The Museum of Christian Art, housed in the crypt of the St Alexander Nevsky Cathedral, was established in 1965 as a branch of the National Gallery. The exhibition presents Christian figurative art on the Bulgarian lands and is among the richest collections of icons in the world. It covers the period from the official conversion to Christianity under the Roman Empire in the 4th century to the Bulgarian National Revival in the 18th and 19th centuries. The icons, fresco fragments, manuscripts and church plate are the property of the National Gallery, the National Archaeological Institute with Museum at the Bulgarian Academy of Sciences, the National History Museum, the National Ecclesiastical Museum of History and Archaeology, the museums in Shumen, Veliko Tarnovo, Nesebar, Ruse, Plovdiv, and the monasteries of Rila, Bachkovo, Etropole and the Transfiguration Monastery, and other monasteries.
About the St Alexander Nevsky Cathedral
The imposing five-nave, cross-domed basilica in Neo-Byzantine style was consecrated on 24 August 1924. Famous Russian and Bulgarian artists were involved in painting its icons and frescoes: Viktor Vasnetsov, Vasily Savinsky, Grigoriy Myasoyedov, Alexander Kiselyov, Nikolay Bruni, August Rosenthal, Anton Mitov, Ivan Mrkvička. The basement crypt was originally designed to accommodate tombs, although no burials have been conducted there.

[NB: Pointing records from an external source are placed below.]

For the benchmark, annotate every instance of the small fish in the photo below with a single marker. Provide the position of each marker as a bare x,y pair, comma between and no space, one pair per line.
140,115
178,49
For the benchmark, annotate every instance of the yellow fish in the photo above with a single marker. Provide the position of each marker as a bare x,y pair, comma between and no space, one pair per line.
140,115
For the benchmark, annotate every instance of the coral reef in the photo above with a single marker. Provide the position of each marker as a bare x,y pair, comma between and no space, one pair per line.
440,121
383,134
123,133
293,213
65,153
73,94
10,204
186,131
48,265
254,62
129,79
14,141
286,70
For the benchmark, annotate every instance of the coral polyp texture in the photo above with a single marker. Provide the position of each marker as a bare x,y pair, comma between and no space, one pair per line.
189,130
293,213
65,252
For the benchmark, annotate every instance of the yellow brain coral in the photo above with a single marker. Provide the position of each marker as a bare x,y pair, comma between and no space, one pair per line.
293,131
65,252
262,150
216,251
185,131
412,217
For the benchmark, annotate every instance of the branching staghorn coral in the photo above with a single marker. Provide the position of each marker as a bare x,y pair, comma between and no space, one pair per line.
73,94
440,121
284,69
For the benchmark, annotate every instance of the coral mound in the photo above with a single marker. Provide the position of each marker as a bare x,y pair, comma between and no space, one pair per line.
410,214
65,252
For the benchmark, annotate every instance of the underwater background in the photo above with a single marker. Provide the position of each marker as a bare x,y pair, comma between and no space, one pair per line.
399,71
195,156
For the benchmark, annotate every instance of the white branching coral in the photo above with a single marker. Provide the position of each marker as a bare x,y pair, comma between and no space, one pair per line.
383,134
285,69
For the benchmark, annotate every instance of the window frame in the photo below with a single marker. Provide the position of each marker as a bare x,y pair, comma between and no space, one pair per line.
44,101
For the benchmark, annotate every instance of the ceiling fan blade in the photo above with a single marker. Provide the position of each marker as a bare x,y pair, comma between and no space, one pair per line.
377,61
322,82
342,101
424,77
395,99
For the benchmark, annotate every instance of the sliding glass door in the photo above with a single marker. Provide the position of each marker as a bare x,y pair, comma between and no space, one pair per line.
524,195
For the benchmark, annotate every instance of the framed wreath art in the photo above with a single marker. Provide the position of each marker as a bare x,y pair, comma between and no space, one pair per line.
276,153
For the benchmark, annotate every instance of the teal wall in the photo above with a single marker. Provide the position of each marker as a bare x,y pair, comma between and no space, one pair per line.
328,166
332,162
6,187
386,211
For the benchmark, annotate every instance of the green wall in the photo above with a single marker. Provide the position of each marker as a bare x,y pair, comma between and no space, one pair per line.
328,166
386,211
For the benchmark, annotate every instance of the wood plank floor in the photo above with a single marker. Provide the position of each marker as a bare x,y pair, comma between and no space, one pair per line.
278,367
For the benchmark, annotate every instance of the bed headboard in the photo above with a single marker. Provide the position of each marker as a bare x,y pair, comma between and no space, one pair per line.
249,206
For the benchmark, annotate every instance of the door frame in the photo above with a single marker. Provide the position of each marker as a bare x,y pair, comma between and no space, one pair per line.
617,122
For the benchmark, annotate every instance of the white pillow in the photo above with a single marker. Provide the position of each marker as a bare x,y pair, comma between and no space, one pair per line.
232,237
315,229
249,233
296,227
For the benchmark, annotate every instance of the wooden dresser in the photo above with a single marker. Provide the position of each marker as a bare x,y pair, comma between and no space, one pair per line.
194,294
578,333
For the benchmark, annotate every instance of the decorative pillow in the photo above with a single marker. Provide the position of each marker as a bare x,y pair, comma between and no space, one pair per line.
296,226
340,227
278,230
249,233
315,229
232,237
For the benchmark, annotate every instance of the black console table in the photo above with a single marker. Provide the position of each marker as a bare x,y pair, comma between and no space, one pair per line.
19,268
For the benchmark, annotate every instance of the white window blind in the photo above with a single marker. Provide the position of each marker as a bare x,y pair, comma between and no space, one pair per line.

The decision to build the temple was taken in 1879 in memory of the Liberation of Bulgaria as a result of the Russo-Turkish War. It was erected to the design of Russian architect Prof. Alexander Pomerantsev (1848–1918), at the highest point in Sofia—552 m above sea level. Knyaz Alexander I Battenberg appealed to the Bulgarians for voluntary donations. The impressive amount of 1,900,000 Bulgarian leva of that time was collected. The foundation stone was laid with outstanding solemnity on 3 March 1882—the fourth anniversary of the signing of the Peace Treaty of San Stefano. In the foundations of the temple, there is an inbuilt metal box containing the names of the members of the then government. Construction began in 1904 and was completed in 1912, at an overall cost amounting to 5,500,000 Bulgarian leva.
Alexander Nevsky, the great Knyaz of the Vladimir-Suzdal Principality (1252–1263), known for his victory over the Teutonic Order at the Battle on the Ice (Lake Peipus), was proclaimed a saint by the Russian Orthodox Church and was patron of the Russian Emperor Alexander II.